Structurally, the story is elegant. It unfolds along three interwoven timelines, childhood ignorance mediated by television, adult intimacy with Beirut through scholarly labour, and present grief after the father’s death. These movements are fluid and well judged, never clumsily signposted and never confusing. The voice carries us across decades, anchored by sensorial detail rather than strict chronology. This is the mark of a writer who trusts the reader.
Beirut is rendered with exceptional care. It is not romanticised, and it is not turned into spectacle. It is experienced through temperature, colour, fatigue, danger, taste and labour. The passages on Hamra’s streets, the museum basement, ERWs and the rapid return of daily life after explosions are precise without being voyeuristic. The narrator’s professional role is particularly striking, tending Phoenician sarcophagi while the modern city repeatedly fractures above ground.
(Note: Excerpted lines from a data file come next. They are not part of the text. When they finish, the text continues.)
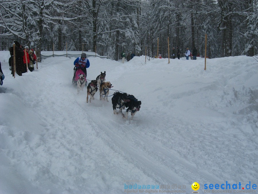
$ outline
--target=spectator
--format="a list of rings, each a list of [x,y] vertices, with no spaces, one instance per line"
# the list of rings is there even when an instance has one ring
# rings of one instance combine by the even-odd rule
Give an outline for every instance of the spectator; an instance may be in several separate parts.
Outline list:
[[[189,60],[189,55],[190,54],[190,50],[188,48],[186,48],[186,51],[185,51],[185,56],[186,57],[186,60]]]
[[[171,56],[172,56],[172,58],[173,59],[175,59],[176,55],[175,49],[175,47],[173,47],[172,49],[172,54],[171,55]]]
[[[5,75],[3,73],[2,68],[1,67],[1,62],[0,62],[0,85],[3,85],[3,80],[5,79]]]
[[[37,57],[36,56],[36,55],[35,54],[35,53],[34,53],[34,50],[32,49],[31,49],[31,51],[32,51],[32,56],[33,58],[33,59],[35,60],[35,61],[36,61],[36,60],[37,60]],[[35,64],[35,63],[34,64]]]
[[[36,63],[36,61],[35,59],[33,58],[33,56],[32,55],[33,52],[32,51],[30,50],[28,52],[29,53],[29,56],[30,57],[30,62],[29,63],[29,70],[31,72],[32,72],[34,70],[34,64]]]
[[[191,52],[190,52],[190,55],[189,55],[189,56],[190,56],[190,58],[191,58],[191,60],[192,60],[193,57],[193,54],[192,54]]]
[[[22,49],[22,46],[19,43],[16,41],[13,42],[15,44],[15,61],[16,72],[17,75],[20,76],[22,75],[22,72],[23,68],[23,57],[24,54]],[[11,74],[13,76],[14,76],[14,67],[13,64],[13,46],[11,46],[9,49],[10,55],[11,57]]]
[[[10,71],[12,70],[12,56],[11,56],[9,58],[9,69]]]
[[[134,58],[134,57],[135,57],[135,55],[134,53],[133,52],[132,52],[132,54],[131,54],[131,59],[132,59],[133,58]]]
[[[193,59],[194,60],[196,60],[196,56],[197,55],[197,49],[195,46],[194,47],[194,49],[193,50]],[[200,56],[200,55],[199,55]]]
[[[130,53],[128,53],[128,54],[126,56],[126,60],[127,60],[127,62],[129,61],[131,59],[130,57]]]
[[[158,58],[159,58],[160,59],[162,59],[162,57],[161,57],[161,54],[159,54],[159,57],[158,57]]]
[[[25,52],[26,53],[26,57],[27,58],[27,63],[28,65],[30,63],[30,56],[29,55],[29,47],[28,46],[26,46],[24,47],[24,49],[23,51],[24,52],[24,55],[23,55],[23,71],[22,73],[26,73],[27,72],[27,65],[26,64],[26,58],[25,57]]]
[[[178,47],[178,46],[177,46],[176,47],[176,48],[177,49],[176,52],[177,53],[177,58],[178,59],[180,59],[180,49],[179,49],[179,47]]]
[[[123,52],[121,53],[121,56],[122,57],[122,62],[124,63],[124,58],[125,57],[124,51],[123,51]]]
[[[89,61],[86,57],[86,53],[83,53],[81,55],[81,57],[79,57],[77,58],[73,62],[73,64],[75,66],[77,69],[76,71],[79,69],[81,69],[85,74],[85,78],[87,76],[87,71],[86,68],[88,68],[90,66]]]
The metaphor is subtle and powerful, history preserved below while the present destroys and rebuilds itself.
The father is drawn sparingly and effectively. He exists mainly through voice and habit, which feels exactly right. His absence is felt not through sentimentality, but through the material ordeal of clearing a hoarded home. Grief described as “dust or ash” is quietly devastating, and the refusal to utter his old phrase in the Portsmouth maisonette is one of the story’s most honest moments. Language, here, is both inheritance and taboo.
The final scene at the airport is superbly handled. The chaos of toppled luggage mirrors the earlier imagery of rubble without heavy symbolism. When the brother finally speaks the phrase aloud, it lands as release rather than irony. The laughter that follows, messy, public and inappropriate, is a true representation of grief. It accepts that mourning is not only solemnity, but rupture, hysteria and sudden, disorienting joy.
The story offers rich ground for discussion, metaphor and inherited language, the postcolonial gaze, and the personal costs of historical shorthand.